The wind industry’s production tax credit (PTC) expires at the end of 2012. The solar industry’s investment tax credit (ITC) extends to 2016. The wind industry is aggressively pursuing a PTC extension to 2016. In support of the industry’s claim, Navigant Consulting did a study of a range of impacts that would follow either expiration or extension. The contrast is stark.

The economic impacts are large enough to have repercussions on state, regional and national economies. If the PTC is not extended, Navigant found it will likely cost the country nearly 40,000 of today’s jobs and drain nearly ten billion dollars out of the current economy. If the PTC is extended through 2016, it will add more than 25,000 new jobs and grow the wind industry to the extent of an additional billion dollars.

“The PTC extension,” according to Navigant Director and Project Manager Bruce Hamilton, "would provide a net benefit to taxpayers of some $25.6 billion at a net cost of $13.6 billion. [...] This amounts to a return on investment of 87 percent,” he said.

The 2008 stimulus bill and 2009 Recovery Act infused the renewables industries with $65 billion, according to a recent Reznick Group report. With the special benefits in that legislation ending this year, only the PTC would be left to the wind industry.

The Reznick report estimated the wind industry will need over seven billion dollars in tax equity to sustain it. The money is there: Over $137 billion was paid in taxes last year by the 500 biggest U.S. public companies. The inclination is there: Historically, such companies invested in the PTC at about the seven-billion-dollar level, according to Reznick.

The question is whether the current penny-pinching Congress will be willing to continue returning 2.3 cents per kilowatt-hour as a tax credit to investors.

Congress has used the PTC as a political football in the past. When the tax credit was allowed to lapse in 1999, the wind industry’s installed capacity fell 93 percent. When it lapsed in 2001, the drop was 73 percent. The 2003 lapse produced a 77 percent drop.

But this time is different because “the wind manufacturing sector has really grown over the last four or five years,” according to American Wind Energy Association (AWEA) CEO Denise Bode, from “25 percent of our component parts being manufactured in the U.S. to over 60 percent. You have not had the PTC expire at a time when you had such significant [numbers of] manufacturing jobs at stake.”

The uncertain fate of the PTC already has the industry’s supply chain near a turning point, said John Purcell, Vice President for Wind at LeedCo Steel, a provider of steel plating for wind turbines. “I would say by July or August of next year there will be a tremendous amount of uncertainty on what the build schedule will be.” There already is, he added, “a tremendous amount of investment bottled up and manufacturing jobs that could be started quickly to support what would be very good outlook for that 2013-to-2016 timeframe” on hold. “We need to have this done sooner rather than later.”

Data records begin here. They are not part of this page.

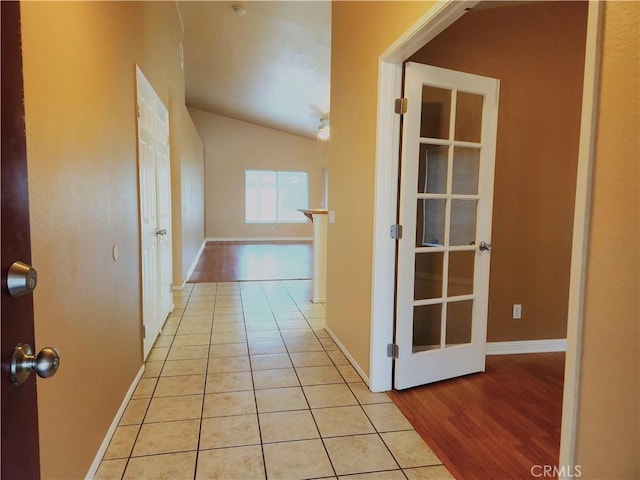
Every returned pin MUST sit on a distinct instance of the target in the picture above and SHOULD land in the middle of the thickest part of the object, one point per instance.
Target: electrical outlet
(517, 311)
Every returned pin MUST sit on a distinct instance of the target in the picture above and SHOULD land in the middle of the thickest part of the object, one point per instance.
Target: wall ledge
(259, 239)
(112, 429)
(527, 346)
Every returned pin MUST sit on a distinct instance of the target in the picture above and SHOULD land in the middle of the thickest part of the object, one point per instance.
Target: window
(275, 197)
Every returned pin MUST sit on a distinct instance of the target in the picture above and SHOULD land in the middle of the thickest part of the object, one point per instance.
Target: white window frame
(277, 206)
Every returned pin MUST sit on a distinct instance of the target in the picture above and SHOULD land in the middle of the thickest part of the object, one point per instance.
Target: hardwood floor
(242, 261)
(494, 425)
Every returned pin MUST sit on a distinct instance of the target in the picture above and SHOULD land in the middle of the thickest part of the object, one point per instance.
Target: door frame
(433, 22)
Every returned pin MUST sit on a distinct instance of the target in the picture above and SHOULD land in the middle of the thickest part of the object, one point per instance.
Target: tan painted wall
(608, 422)
(607, 430)
(231, 147)
(361, 31)
(536, 155)
(79, 74)
(190, 206)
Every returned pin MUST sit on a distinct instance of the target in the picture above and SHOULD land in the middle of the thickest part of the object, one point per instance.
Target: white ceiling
(269, 67)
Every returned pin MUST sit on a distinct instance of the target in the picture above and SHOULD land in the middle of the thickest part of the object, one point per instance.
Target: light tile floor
(245, 383)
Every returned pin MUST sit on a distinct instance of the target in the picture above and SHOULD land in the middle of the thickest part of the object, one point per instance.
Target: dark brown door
(19, 455)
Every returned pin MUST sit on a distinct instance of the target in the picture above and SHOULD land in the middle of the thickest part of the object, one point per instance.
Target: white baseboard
(112, 429)
(259, 239)
(346, 353)
(527, 346)
(192, 267)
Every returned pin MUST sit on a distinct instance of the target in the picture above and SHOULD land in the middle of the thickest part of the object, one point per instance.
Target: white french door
(155, 209)
(446, 195)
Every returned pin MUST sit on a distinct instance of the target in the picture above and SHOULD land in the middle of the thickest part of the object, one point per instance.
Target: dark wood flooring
(493, 425)
(243, 261)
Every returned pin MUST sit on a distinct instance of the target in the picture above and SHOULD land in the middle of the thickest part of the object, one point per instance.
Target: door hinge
(401, 106)
(396, 232)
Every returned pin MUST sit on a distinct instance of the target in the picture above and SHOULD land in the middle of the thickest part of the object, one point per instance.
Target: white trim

A bill was recently introduced in the House, H.R. 3307, which would extend the PTC four years. It has bipartisan support, including, Bode said, “12 Republican co-sponsors as well as Democratic sponsors.” In the Senate, she added, “both Senator Grassley (R-IA) and Senator Harkin (D-IA) are taking the lead, because Iowa is one of the top wind manufacturing states in the country and gets over 20 percent of its electricity from wind.”

The bill is also, Bode said, backed by 30 governors, representing both parties. Allies totaling over 370 groups, including the National Association of Manufacturers, the Farm Bureau, the Edison Electric Institute and the United Steelworkers, Bode said, are lobbying hard for it.

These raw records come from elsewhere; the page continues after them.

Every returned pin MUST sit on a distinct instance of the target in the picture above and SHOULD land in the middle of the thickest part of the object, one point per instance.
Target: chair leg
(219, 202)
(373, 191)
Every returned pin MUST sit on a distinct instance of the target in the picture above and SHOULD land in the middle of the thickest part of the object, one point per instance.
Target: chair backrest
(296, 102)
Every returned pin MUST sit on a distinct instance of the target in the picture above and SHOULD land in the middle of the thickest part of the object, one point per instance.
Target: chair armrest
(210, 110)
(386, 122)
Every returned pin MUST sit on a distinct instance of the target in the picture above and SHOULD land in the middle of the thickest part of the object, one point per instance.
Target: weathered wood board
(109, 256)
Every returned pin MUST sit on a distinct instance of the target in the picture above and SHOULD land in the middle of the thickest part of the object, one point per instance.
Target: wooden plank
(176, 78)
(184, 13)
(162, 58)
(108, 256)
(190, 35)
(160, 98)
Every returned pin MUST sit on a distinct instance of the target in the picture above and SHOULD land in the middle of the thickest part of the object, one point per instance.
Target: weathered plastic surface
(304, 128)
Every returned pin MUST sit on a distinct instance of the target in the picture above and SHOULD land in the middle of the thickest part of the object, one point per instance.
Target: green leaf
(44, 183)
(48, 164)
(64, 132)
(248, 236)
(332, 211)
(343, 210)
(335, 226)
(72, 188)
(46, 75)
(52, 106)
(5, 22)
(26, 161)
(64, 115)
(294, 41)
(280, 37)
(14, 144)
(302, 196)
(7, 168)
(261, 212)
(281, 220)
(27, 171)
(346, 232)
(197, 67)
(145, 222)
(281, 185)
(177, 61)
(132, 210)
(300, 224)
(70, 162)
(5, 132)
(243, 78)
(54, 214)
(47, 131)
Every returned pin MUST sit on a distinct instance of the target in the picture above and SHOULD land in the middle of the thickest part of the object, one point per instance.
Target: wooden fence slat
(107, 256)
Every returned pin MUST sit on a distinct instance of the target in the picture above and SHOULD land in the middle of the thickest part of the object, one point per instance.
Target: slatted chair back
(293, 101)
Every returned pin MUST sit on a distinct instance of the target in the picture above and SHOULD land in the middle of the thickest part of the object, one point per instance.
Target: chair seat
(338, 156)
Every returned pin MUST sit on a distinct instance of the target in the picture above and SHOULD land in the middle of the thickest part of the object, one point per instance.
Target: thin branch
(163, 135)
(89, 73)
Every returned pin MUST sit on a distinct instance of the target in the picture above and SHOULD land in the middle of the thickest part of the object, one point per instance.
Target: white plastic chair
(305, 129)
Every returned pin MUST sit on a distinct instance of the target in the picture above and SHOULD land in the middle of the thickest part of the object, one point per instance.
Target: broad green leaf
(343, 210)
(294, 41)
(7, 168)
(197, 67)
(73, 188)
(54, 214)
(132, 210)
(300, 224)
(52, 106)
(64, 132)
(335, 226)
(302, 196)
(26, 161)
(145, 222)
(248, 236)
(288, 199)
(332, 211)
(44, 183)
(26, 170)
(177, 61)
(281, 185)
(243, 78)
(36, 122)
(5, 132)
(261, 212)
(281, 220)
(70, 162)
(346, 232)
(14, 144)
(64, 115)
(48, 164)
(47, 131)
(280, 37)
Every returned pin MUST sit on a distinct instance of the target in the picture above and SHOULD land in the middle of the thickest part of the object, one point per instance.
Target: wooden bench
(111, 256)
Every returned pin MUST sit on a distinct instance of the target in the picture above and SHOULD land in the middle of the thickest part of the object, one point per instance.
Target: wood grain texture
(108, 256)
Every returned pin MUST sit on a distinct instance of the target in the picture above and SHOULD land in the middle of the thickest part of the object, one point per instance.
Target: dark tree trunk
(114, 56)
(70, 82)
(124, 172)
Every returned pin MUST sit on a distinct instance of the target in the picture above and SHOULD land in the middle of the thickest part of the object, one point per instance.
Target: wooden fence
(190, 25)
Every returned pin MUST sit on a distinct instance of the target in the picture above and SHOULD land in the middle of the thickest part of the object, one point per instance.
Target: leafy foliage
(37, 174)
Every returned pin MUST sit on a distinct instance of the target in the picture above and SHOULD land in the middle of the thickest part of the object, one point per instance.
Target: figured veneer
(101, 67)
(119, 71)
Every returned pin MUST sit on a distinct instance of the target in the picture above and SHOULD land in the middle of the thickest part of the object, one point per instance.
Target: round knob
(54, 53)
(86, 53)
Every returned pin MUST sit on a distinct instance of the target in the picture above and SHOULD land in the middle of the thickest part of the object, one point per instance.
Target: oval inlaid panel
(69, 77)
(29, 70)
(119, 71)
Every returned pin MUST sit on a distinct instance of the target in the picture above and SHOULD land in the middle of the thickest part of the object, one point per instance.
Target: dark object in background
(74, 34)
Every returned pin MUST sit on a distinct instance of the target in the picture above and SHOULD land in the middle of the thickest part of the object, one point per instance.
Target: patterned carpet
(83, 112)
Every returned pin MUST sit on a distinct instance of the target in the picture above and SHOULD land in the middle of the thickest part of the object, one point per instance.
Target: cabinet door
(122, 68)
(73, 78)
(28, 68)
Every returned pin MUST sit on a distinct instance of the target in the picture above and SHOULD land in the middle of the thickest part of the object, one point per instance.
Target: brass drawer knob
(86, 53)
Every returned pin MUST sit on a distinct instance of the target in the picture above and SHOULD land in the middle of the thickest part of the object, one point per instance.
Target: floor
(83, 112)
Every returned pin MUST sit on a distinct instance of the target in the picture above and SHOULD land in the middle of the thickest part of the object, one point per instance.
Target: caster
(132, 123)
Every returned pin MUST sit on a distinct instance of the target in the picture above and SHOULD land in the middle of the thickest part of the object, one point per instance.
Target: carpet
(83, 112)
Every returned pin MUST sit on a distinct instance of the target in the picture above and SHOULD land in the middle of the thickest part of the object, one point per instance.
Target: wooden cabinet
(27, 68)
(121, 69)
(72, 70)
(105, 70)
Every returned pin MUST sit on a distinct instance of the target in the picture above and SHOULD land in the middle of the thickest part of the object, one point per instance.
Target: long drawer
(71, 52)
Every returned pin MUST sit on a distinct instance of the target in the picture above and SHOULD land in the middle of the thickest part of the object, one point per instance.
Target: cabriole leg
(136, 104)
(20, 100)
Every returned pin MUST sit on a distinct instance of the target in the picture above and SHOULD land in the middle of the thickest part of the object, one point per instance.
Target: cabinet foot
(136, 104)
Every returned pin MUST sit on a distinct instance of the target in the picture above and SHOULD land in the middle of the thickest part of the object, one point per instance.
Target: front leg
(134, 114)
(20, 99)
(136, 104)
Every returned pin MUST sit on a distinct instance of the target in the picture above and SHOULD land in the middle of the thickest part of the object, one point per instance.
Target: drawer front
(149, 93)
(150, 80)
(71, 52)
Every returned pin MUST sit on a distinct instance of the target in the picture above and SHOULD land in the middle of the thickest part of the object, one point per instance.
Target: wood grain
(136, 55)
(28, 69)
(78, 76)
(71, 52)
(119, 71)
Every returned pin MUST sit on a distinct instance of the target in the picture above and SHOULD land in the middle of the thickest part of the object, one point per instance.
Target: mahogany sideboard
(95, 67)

But Congress watchers do not expect any such standalone legislation to survive such volatile political times. Normally, an issue with such bipartisan backing could be folded into an end-of-the-year tax extenders package. But this year is not normal.

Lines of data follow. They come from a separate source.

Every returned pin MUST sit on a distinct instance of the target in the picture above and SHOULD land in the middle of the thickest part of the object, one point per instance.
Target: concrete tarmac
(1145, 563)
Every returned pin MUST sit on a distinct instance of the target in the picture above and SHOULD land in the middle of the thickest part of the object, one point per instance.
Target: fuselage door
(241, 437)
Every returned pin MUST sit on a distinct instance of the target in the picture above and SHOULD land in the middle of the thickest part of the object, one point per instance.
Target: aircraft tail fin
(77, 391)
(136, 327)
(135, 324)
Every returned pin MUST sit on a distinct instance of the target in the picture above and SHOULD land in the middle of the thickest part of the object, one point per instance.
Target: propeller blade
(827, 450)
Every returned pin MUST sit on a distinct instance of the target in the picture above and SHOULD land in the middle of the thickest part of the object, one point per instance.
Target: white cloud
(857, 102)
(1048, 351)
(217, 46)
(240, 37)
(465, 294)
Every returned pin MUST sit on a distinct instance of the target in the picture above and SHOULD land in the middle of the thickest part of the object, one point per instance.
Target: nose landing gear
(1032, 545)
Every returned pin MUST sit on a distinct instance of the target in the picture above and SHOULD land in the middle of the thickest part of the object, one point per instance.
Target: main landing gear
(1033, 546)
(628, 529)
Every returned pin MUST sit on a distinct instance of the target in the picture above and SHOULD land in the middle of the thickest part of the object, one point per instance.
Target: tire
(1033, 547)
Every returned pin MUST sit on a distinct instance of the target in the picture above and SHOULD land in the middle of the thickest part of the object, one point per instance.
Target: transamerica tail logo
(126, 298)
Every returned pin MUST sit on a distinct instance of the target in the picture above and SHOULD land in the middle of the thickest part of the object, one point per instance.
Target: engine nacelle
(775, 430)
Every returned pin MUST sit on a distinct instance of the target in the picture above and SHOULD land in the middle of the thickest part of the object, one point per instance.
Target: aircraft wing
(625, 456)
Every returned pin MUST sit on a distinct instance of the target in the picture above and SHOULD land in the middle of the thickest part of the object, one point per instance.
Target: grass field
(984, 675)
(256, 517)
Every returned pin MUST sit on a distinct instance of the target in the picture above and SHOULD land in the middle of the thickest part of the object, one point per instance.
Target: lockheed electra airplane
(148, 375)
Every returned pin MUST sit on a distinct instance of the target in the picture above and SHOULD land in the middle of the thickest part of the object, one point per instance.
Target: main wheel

Many expect the current bickering over the payroll tax, the Keystone XL pipeline and ancillary issues to block progress on more substantive issues. Some say a tax extenders package containing the PTC could be brought up early next spring. But there is no reason to think partisanship will ease before the November Presidential election.

Realistically, the PTC is most likely to be extended, if at all, at the very end of 2012, in a lame duck session similar to the one at the end of 2010 that led to landmark compromises.

Navigant did not account for what might happen if the industry goes the entire year with the PTC on hold. Industry insiders expect a year of frantic early activity with the industry slowing toward numbers in the study’s “no-extension” scenario in 2013. Navigant makes chillingly clear what 2013 and beyond will look like if the PTC does not make the December 2012 cut.

“It’s different this time,” Bode stressed, “because we are scaling up right now to a point that we’re actually reducing the cost of wind energy. It is one of the most competitive sources of energy out there. If we are allowed to finish the job, then we can produce on a very competitive basis. We’re not asking for permanent support forever. We just want to finish the job.”